One of the comments that was made by a person on the dwarf committee is
that the abbrev tables really can be used for compression. If you have
information that is really common to a bunch of records, you can build
an abbrev entry with the common info in it.
I have not seen a place where any use can be made of this for encoding
gimple except for a couple of places where I have encoded a true or
false. I therefor really do not see that they really add anything
except for the code to read and write them.
>> 2) LOCAL DECLARATIONS
>> Mark was going to do all of the types and all of the declarations.
>> His plan was to use the existing DWARF3 and enhance it where it was
>> necessary eventually replacing the GCC type trees with direct
>> references to the DWARF3 symbol table.
> > The types and global variables are likely OK, or at least Mark
>> should be able to add any missing info.

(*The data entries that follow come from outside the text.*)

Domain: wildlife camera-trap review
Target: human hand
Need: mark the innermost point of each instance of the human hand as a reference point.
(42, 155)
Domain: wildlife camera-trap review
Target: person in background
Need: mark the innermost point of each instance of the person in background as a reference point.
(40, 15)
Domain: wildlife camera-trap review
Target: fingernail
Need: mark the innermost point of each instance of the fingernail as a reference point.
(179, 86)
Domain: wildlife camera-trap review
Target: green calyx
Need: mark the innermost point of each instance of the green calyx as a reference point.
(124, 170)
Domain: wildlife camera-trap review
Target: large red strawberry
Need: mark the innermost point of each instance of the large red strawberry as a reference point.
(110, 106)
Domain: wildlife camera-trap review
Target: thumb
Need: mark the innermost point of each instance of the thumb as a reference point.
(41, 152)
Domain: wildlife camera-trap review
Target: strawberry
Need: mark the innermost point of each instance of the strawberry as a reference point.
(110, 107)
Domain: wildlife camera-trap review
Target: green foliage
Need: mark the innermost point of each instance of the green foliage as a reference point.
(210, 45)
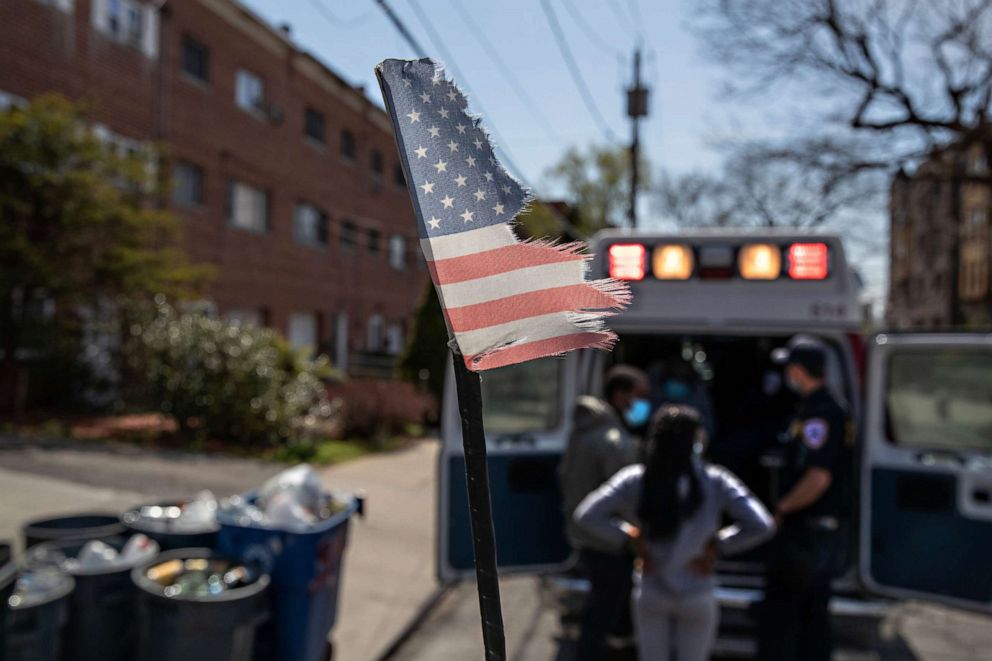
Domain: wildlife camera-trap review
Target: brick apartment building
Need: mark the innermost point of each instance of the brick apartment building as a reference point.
(285, 176)
(941, 244)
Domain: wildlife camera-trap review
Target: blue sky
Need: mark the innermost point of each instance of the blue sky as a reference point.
(353, 36)
(688, 113)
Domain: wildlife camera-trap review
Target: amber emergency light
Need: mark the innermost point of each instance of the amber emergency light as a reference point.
(760, 261)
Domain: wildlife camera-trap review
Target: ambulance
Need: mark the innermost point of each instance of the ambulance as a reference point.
(714, 306)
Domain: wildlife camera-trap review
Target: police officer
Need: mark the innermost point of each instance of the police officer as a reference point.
(794, 620)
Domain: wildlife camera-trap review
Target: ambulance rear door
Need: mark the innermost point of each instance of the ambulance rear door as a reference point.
(527, 414)
(926, 501)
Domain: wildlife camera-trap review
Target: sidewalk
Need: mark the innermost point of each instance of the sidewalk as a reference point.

I had a discussion on chat today with drow and he indicated that you
were busily adding all of the missing stuff here. I told him that I
thought this was fine as long as there is not a temporal drift in
information encoded for the types and decls between the time I write my
stuff and when the types and decls are written.
> Yes, I agree that if you're not using DWARF for the function bodies,
> you probably want your own encoding for the local variables.
>> We will also need to add other structures to the object files. We
>> will need to have a version of the cgraph, in a separate section, that
>> is in a form so that all of the cgraphs from all of the object files
>> can be read a processed without looking at the actual function bodies.
>> function only calls other pure functions and so on... If we simply
>> label the call graph with the locally pure and locally constant
>> attributes, the closure phase can be done for all of the functions in
>> the LTO compilation without having to reprocess their bodies.
>> Virtually all inteprocedural optimizations, including aliasing, can
>> and must be structured this way.
> You could also label the function declarations. There's a decision to
> make here as to whether the nodes of the call graph are the same as
> the DWARF nodes for the functions themselves, or are instead separate
> entities (which, of course, point to those DWARF nodes). It would be
> nice, a priori, to have this information in the DWARF nodes because it
> would allow the debugger to show this information to users and to view
> it via DWARF readers. However, I can also imagine that it needs to be
> in the separate call graph.
>> I have not done this because I do not rule the earth. That was not
>> what I was assigned to do, and I agreed that DWARF3 sounded like a
>> reasonable way to go. Now that I understand the details of DWARF3, I
>> have changed my mind about the correct direction. Now is the time to
>> make that change before there is a lot of infrastructure built that
>> assumes the DWARF3 encoding.
> I think it's great that you're asking for feedback. My only feedback
> is that you may not need to make this decision *now*. We could
> conceivably wire this up, work on the other things (CFG, etc.) and
> return to the encoding issue. I'm vaguely in favor of that plan, just
> in that I'm eager to actually see us make something work. On the
> other hand, building up DWARF reading for this code only to chuck it
> later does seem wasteful. But, the DWARF reader is already there;
> it's mostly filling in some blanks. But, filling in blanks is always
> harder than one expects. So, I think this should really be your call:
> rework the format now, or later, as you think best.